There is only so much time available in education, standards in Maths and Mother Language achieve what they do in the time available, there is some variation due to talent and interest and method but the employees and further education establishments take what is produced and work with it. In this way though what is produced by language classes does not offer functional abilities in the language.

Basic to intermediate communication skills could theoretically be taught in the time available but then we have the other education system problem of testing and assessment. Educationalists are not going to be happy with just being able to say that 80% of students leave the system able to have a "reasonable conversation" and leave it at that, far easier to test them on predetermined content and their abilities to do things with grammar that might even baffle a native speaker. A bit like teaching students to strip down, clean and re-assemble a saxophone, with little to no ability to play the thing (easy to grade though).

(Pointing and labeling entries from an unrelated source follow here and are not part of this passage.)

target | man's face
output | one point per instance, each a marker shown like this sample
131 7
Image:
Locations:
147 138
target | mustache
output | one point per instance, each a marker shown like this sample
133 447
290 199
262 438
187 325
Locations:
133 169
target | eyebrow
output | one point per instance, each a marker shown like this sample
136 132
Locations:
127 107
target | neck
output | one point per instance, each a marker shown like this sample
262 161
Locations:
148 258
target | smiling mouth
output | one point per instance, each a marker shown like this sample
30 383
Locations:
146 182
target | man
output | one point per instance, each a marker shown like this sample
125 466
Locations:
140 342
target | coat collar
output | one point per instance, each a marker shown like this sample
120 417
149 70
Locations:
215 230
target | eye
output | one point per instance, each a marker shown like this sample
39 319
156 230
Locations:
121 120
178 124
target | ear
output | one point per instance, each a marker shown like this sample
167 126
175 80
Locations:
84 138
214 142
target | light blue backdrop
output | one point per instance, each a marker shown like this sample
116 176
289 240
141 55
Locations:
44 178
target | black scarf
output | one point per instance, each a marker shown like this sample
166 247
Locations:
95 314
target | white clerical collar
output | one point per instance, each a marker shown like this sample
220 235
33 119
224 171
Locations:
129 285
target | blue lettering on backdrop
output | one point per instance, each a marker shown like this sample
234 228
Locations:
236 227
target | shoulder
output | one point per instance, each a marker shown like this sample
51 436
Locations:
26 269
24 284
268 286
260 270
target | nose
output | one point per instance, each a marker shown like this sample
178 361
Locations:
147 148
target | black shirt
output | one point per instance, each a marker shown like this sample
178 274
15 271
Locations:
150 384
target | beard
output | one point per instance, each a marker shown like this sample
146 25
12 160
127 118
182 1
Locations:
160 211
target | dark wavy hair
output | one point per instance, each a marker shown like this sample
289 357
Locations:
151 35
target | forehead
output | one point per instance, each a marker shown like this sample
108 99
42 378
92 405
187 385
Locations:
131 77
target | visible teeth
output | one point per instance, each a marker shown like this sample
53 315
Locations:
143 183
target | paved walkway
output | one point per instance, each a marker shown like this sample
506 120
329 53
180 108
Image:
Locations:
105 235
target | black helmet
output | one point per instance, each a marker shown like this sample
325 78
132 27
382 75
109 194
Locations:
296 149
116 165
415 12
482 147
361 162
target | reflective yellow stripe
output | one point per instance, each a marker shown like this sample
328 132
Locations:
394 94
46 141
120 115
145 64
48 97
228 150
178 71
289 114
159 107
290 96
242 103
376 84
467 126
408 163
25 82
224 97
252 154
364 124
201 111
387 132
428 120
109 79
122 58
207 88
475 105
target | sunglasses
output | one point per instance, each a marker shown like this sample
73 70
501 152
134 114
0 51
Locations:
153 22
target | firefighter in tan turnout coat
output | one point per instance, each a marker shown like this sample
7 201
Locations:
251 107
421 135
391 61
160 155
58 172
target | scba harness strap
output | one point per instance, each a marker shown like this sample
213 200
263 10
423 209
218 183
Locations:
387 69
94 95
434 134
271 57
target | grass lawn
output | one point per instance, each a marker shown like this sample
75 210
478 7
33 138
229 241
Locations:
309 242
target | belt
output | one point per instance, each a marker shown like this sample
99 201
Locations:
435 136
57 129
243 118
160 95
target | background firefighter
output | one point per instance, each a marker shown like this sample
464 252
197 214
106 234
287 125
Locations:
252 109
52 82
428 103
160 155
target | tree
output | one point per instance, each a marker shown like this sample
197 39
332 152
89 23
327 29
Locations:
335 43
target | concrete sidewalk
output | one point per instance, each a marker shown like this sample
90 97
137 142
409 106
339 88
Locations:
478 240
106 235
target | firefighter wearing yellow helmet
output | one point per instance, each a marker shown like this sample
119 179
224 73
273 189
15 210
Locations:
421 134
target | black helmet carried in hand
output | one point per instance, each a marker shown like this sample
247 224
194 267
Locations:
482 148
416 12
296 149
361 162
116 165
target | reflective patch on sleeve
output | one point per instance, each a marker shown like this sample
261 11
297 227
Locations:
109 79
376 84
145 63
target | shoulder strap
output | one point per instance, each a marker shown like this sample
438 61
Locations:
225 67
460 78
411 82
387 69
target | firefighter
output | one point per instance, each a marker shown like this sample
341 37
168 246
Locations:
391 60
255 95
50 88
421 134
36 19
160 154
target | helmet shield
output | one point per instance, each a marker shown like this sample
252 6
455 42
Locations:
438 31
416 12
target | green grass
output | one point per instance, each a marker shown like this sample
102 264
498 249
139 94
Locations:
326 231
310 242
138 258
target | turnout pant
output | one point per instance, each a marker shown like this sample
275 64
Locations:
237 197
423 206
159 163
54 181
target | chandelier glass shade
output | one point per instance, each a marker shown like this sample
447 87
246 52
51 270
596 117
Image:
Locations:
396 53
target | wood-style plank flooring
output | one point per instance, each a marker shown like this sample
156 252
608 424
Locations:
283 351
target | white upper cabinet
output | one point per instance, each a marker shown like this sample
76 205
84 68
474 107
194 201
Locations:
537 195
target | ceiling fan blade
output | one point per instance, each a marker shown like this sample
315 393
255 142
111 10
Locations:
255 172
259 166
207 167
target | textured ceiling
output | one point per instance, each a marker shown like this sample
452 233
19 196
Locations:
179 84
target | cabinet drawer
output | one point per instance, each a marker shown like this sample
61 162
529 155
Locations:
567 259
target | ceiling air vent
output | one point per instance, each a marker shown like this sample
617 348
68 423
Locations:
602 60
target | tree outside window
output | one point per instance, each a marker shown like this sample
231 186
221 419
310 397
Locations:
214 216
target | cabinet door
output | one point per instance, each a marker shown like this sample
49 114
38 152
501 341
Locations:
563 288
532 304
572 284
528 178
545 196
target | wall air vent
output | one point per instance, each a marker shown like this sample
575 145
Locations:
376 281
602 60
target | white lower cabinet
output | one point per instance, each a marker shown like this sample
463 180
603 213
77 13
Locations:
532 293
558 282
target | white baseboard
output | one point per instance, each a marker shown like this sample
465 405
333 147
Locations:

The whole thing needs to be turned on it's head, we need to review what we expect from language education, maybe not even call French lessons by that name, just call it "Language Education". Change the focus and the expectation, French lessons are now the thing that you do extra (like guitar lessons and playing for the soccer team) you won't get good unless you put the time in.


Summary

Most adults would not expect to attend a saxophone class for a couple of hours a week, do an hour or so homework on it a week and get any good at playing saxophone this side of the next ten years (especially if they have no previous musical experience to build on. Yet countless people regularly take on classes in a foreign language on this premise.

Is it bonkers or am I? comments gratefully received.